Vendor: Wolfram Research, web site
Category: Mathematical computation, analysis, visualization, and algorithm development
Help and Support: Mathematica offers a ten-minute tutorial upon entering the program that describes its many functions and abilities. There is a short introductory screencast (see below). The Help Browser has sections on built-in functions, add-ons and links, getting started, tour, demos, the Mathematica Book, front end, as well as a master index. In the Help Browser you can find proper notation for functions and numbers that must be used within the program, as well as information about each of Mathematica’s functions.

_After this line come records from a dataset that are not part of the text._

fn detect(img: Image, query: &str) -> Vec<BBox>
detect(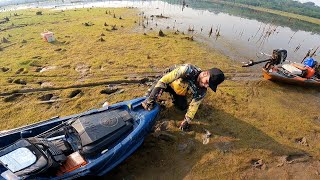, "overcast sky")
[298,0,320,6]
[0,0,320,6]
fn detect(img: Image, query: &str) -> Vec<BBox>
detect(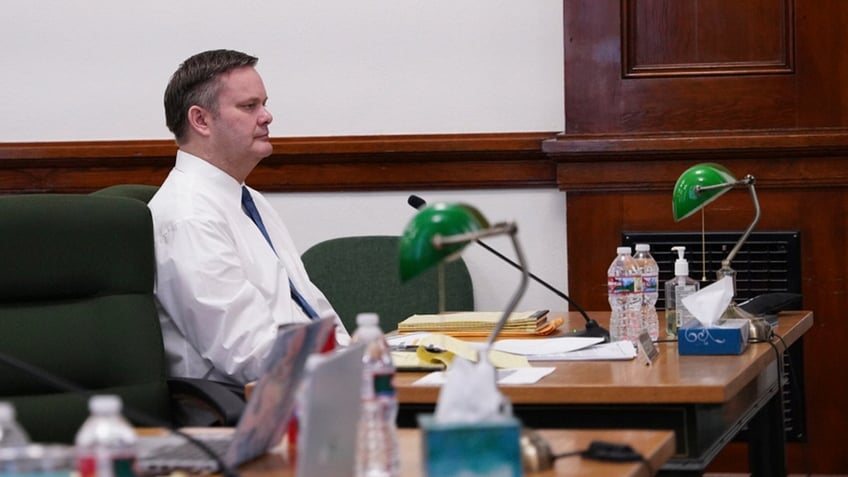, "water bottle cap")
[88,394,122,414]
[356,313,380,326]
[0,401,15,422]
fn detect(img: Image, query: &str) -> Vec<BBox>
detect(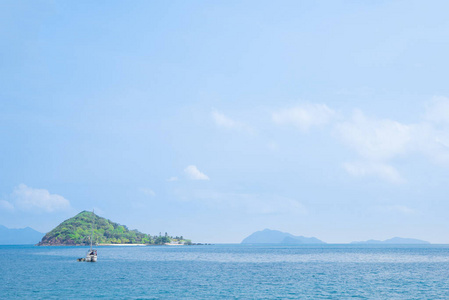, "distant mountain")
[351,237,430,245]
[242,229,325,244]
[38,211,191,246]
[0,225,44,245]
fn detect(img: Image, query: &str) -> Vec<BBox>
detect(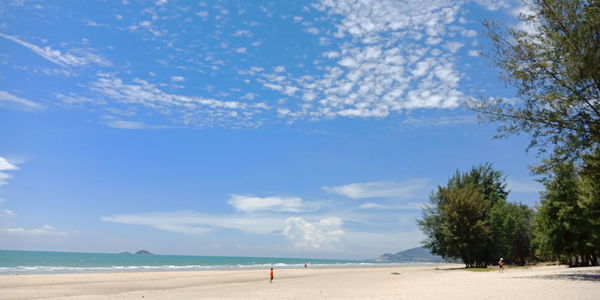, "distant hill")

Wolfram Insider is an electronic newsletter published by Wolfram with new products, services, and interesting discoveries.
Traditional Form Notation
Do you want Mathematica output to look more like typical mathematics, or like a mathematics textbook? Wolfram has made a short screencast that shows how to set all output to be in Mathematica's TraditionalForm notation. View it.
Hands-on Start to Mathematica Tutorials
One of Wolfram's most popular tutorials for new users is the Hands-on Start to Mathematica screencast series. Topics include creating notebooks and presentations, basic calculations, graphics and interactive models, data analysis, and more.
The Wolfram Mathematica Learning Center offers hundreds of videos and other dynamic learning resources to maximize your use of Mathematica for your particular area of interest.
Mathematica 7 Player
Wolfram wrote: We're excited to announce a new service that makes it easy to publish and share Mathematica dynamic applications with anyone--whether or not they have Mathematica. Using the new Publish for Player site, you can convert your interactive notebooks for use with the free Mathematica Player. That means you can instantly begin deploying your work to others without any software barriers.
The entire process takes just a few seconds. When you upload your notebook (.nb), a link to the translated Player file (.nbp) is immediately sent back to you by email.
Visit the Publish for Player site to start converting your notebooks, and remember to bookmark it for future use.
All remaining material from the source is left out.